Dave "the rhizome" Cormier posted the other day about uncertainty and rhizomatic learning. If you don't know what the latter is, Dave says it's
"A botanical metaphor, first posited by Deleuze and Guattari in A Thousand Plateaus(1987), may offer a more flexible conception of knowledge for the information age: therhizome. A rhizomatic plant has no center and no defined boundary; rather, it is made up of a number of semi-independent nodes, each of which is capable of growing and spreading on its own, bounded only by the limits of its habitat (Cormier 2008)."
In Dave's post he talked about habituation and how when you learn something it becomes automatic, and the vocabulary you adopt reflects this. In the comments I mentioned some of the work done with experts, in particular pattern recognition in chess experts. For instance, chess experts will be able to reproduce a board they are shown much better than you or I (assuming you're not a chess expert that is). The reason is that they encode it as patterns linked to long term memory eg "the mid-game position in Kasparov vs Karpov 1984" whereas novices are encoding it as discrete elements eg white rook next to black pawn two spaces in".
Experts don't know they do this, but it's a by-product, or rather a means, of expertise. They don't set out to encode in this manner, but it is what they do as they gain expertise. Interestingly, if you show expert chess players random placement of figures, ie not real mid-game positions, then they fare the same as everyone else.

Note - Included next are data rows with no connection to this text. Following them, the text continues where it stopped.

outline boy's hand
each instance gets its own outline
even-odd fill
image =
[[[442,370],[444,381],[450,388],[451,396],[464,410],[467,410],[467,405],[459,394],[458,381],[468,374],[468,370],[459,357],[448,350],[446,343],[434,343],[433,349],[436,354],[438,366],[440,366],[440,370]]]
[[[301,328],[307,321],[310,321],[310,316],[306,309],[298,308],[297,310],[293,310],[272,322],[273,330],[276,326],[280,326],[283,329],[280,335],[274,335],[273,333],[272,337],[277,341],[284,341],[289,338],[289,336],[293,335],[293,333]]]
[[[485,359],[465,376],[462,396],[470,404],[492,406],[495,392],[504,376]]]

Over twitter Dave said that maybe what he was talking about wasn't expertise in the traditional sense. To which I responded that in a very general, maybe even trite, sense, all learning is a shift away from novice towards expert, even if you never reach the expert level. No-one learns something to know less about it.
But then on reflection, maybe Dave has a point. The kind of learning he is talking about is accidental, acquisitional. It's almost collateral damage learning. I was thinking about being a blogger as an example. I didn't take a formal course to become one, obviously (I'd want my money back if I did). And I don't think I ever articulated to myself the goal or ambition to 'learn to be a blogger'. But over time, reading others, and experimentation, I learnt a lot of things, such as the right voice (for me) to use in a blog, what subjects to blog about, how to connect with others, the use of certain technologies, etc. I also became enculturated and learnt or adopted the 'blog culture'.

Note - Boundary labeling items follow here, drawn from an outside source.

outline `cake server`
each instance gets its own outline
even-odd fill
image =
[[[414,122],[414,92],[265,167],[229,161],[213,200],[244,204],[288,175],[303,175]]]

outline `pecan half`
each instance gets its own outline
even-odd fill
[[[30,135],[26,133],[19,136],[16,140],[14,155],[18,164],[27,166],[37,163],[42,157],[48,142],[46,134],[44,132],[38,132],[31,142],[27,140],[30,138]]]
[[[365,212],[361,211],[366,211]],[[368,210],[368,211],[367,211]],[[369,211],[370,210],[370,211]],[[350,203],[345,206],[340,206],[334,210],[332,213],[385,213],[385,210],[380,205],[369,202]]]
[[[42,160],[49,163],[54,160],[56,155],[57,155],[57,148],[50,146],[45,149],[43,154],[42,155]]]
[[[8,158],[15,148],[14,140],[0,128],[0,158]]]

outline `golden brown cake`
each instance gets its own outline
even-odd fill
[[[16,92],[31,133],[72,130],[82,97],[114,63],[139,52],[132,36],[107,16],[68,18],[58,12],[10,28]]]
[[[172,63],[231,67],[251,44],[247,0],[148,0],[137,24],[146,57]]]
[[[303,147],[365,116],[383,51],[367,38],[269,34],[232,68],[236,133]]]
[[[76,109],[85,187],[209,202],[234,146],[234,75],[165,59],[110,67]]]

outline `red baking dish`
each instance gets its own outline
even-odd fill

I suppose in one sense, I am now an expert, or at least more expert than some, blogger. But this feels rather different from other things I might be considered an expert in (erm, I can't think of any now, but there must be some), which have been the result of very intentional, and directional learning.

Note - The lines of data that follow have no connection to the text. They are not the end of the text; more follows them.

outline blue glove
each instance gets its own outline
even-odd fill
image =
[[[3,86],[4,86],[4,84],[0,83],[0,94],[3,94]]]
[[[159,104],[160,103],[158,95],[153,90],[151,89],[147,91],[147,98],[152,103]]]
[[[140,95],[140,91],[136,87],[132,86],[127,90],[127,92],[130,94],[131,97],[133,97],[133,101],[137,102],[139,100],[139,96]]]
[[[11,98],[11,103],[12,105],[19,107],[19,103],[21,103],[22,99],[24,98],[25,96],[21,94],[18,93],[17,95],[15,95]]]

And this to me gets to the heart of the good and the bad about rhizomatic (or if you prefer, networked) learning. It works, at least in the sense that I have learnt to be a better blogger than I was six years ago. But if it's unintentional, undirectional, informal and accidental then is there much we as educators can say about it other than 'that's interesting'? My point is if we can't foster it, direct it, start it, measure it, or even look at it then is there much we can do about it? It may happen, and be very useful, but as soon as you try and touch it, then it disappears. It's like stars you can only see in the periphery of your vision, as soon as you focus on them, they fade from view.